I mean, is there scientific evidence, proven, through the critical application of an open, empirical process, that categorically states without any degree of greyness that advertising actually works?
n.b. Embedding an earworm such as ‘I see you baby, shakin’ that ass’ isn’t proof that advertising works. It is just proof that advertising is capable of irritating the bloody hell out of us.
For example, take that song by Groove Armada. It has been used by Renault to sell to the public the notion that one of their cars had an attractive rear when, in fact, the rear in question looked as if the designer just couldn’t be bothered, and crossed out his own work.
Besides, who would buy a Renault anyway (apart from the French, obv, who would buy anything that had a French badge on it, no matter how ugly or impractical the thing was) – let alone buy a Renault with a half-finished un-aerodynamically-styled rear?
And a half-finished un-aerodynamically-styled rear that not, in a squillion billion trillion months of Sunday, could even remotely be called either attractive or ‘ass-like’.
I’ve luckily been blessed with pretty good default earworms – Hotel California and The Final Countdown. Then there’s the totally random one – pop goes the weasel, except that I don’t actually know the words so I hear “duh-duh-duh…”
Earworm-wise I tend to default to ‘HMS Pinafore’ of which I know nothing but ‘I am the captain of the Pinafore…’ and a couple of lines after that (probably wrong, mind you!).
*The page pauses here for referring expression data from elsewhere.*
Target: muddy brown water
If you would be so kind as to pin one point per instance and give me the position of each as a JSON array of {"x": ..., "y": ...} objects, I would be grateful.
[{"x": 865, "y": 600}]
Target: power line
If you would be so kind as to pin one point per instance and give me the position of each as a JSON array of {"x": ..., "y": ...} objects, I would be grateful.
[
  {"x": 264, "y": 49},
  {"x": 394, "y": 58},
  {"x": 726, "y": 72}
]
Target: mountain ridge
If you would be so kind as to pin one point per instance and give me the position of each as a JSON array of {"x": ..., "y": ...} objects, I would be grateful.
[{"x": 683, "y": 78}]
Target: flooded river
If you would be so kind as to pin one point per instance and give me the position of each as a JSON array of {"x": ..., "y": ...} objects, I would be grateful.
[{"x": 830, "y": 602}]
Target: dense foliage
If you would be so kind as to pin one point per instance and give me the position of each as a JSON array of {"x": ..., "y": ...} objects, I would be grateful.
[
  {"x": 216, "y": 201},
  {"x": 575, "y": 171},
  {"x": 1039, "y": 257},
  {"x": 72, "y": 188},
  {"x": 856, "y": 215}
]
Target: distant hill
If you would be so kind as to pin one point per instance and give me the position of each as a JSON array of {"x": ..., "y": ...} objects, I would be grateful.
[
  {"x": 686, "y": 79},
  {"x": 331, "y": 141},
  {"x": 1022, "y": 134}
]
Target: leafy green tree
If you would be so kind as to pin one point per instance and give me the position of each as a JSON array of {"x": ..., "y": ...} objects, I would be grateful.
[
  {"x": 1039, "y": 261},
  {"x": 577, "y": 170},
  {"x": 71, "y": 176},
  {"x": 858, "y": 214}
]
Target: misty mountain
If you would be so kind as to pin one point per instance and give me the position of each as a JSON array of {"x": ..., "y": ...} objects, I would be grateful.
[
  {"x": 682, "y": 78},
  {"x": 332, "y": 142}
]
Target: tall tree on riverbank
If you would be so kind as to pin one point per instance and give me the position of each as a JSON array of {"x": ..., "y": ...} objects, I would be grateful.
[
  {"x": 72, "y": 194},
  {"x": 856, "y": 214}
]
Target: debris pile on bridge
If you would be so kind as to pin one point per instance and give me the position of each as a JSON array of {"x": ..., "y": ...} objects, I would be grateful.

That or the Scooby Do theme tune.
I have nothing interesting to add apart from: I’m listening to the new Groove Armada album as I read that, spooky (album score 6/10ish).
Oh, and if cows are taking over the world (as I suspect they are), can I be the first to congratulate our bovine overlords.
Time for a rant on behalf of my own earworms. I have had a piece of opera music floating round in my head for about four days. Firstly I cannot get rid of it, which isn’t an issue as it is rather pleasant, however I cannot remember who wrote it or what it is called, so I am unable to go find it to listen to it properly.
Fancy a swap for a day? Knowing your musical knowledge it won’t take you long to work it out, and I’ll sit here and shake my arse whilst you do so.
Good grief. What is the world coming to when cows are used to advertise dairy products? Next thing you know we’ll be seeing fields of wheat advertising bread and breakfast cereal.
To your list of (one) unusual use of bovinity in advertising, I can add chocolate. But then, it is milk chocolate.
Clinton; The Final Countdown and Hotel California are acceptable. I’d love to have either of them as earworms. But sometimes I think my default thought is ‘I’d rather have a bowl of Coco Pops’ 🙂
Sophie; Scooby Doo? I bet ou would have gotten away with it if it wasn’t for those darn kids!
Cyn; All Hail The Bovine Overlords! Erm. All Hail The Bovine Overladies!
Perp; Yep, let’s swap! You could spend a day in my head and I’d spend a day in one of your cars 🙂
Allister; It;’s the one-breed-to-many-products ratio that’s getting to me.